The Premier Site for Russian Culture
Before the revolution, Ekaterinburg’s main piazza was known as Cathedral Square and symbolised the twin pillars of Imperial Russia – Autocracy and Orthodoxy. The square was the site of the Baroque Cathedral of the Epiphany (1771–74) and a statue of Tsar Alexander II, sculpted by Mikhail Popov and installed in 1906.
The statue of the Tsar-Liberator was pulled down immediately after the revolution in 1917 and replaced by a version of the Statue of Liberty in May 1918. The statue was created by an unknown sculptor and represented the ridiculously small figure of a woman wearing a crown, standing on a globe and holding a burning torch.

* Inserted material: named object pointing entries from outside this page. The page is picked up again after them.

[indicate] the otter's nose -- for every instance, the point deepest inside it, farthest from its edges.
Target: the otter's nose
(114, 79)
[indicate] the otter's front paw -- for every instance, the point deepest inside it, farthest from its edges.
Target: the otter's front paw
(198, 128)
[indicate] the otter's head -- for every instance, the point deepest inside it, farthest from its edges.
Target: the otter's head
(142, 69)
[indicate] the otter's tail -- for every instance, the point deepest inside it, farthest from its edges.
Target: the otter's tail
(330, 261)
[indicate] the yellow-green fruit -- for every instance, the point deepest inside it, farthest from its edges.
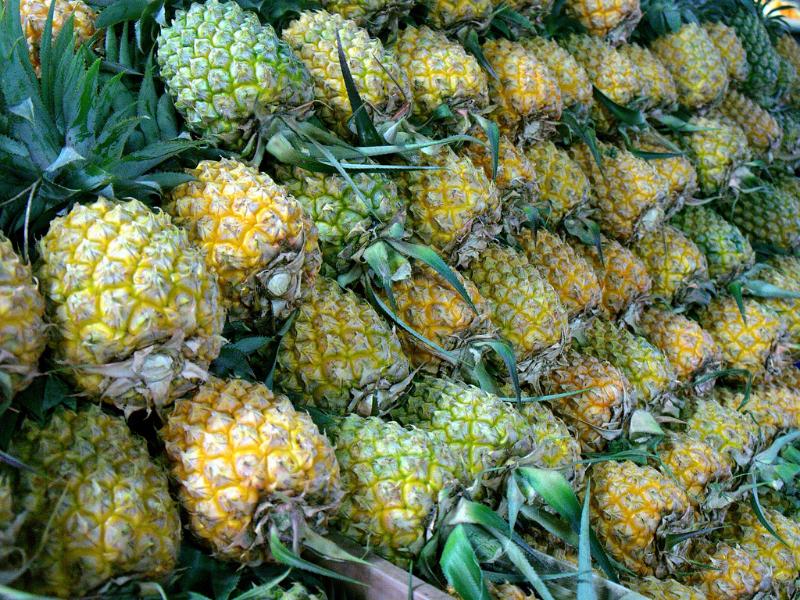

The sign to the left of the statue reads: “Sleep, battle eagles”. This was a wooden pyramid in honour of members of the Red Army killed in battle against the forces of Ataman Alexander Dutov, who rebelled against the new Bolshevik government in November 1917. They were buried next to the empty pedestal on 31 January 1918.
The Statue of Liberty was dismantled after Ekaterinburg was captured on 25 July 1918 by the Czech Legion and the White Army (too late to save the family of Tsar Nicholas II, who were murdered in the nearby Ipatiev House on 17 July). The empty pedestal was later occupied by an enormous statue of a naked worker.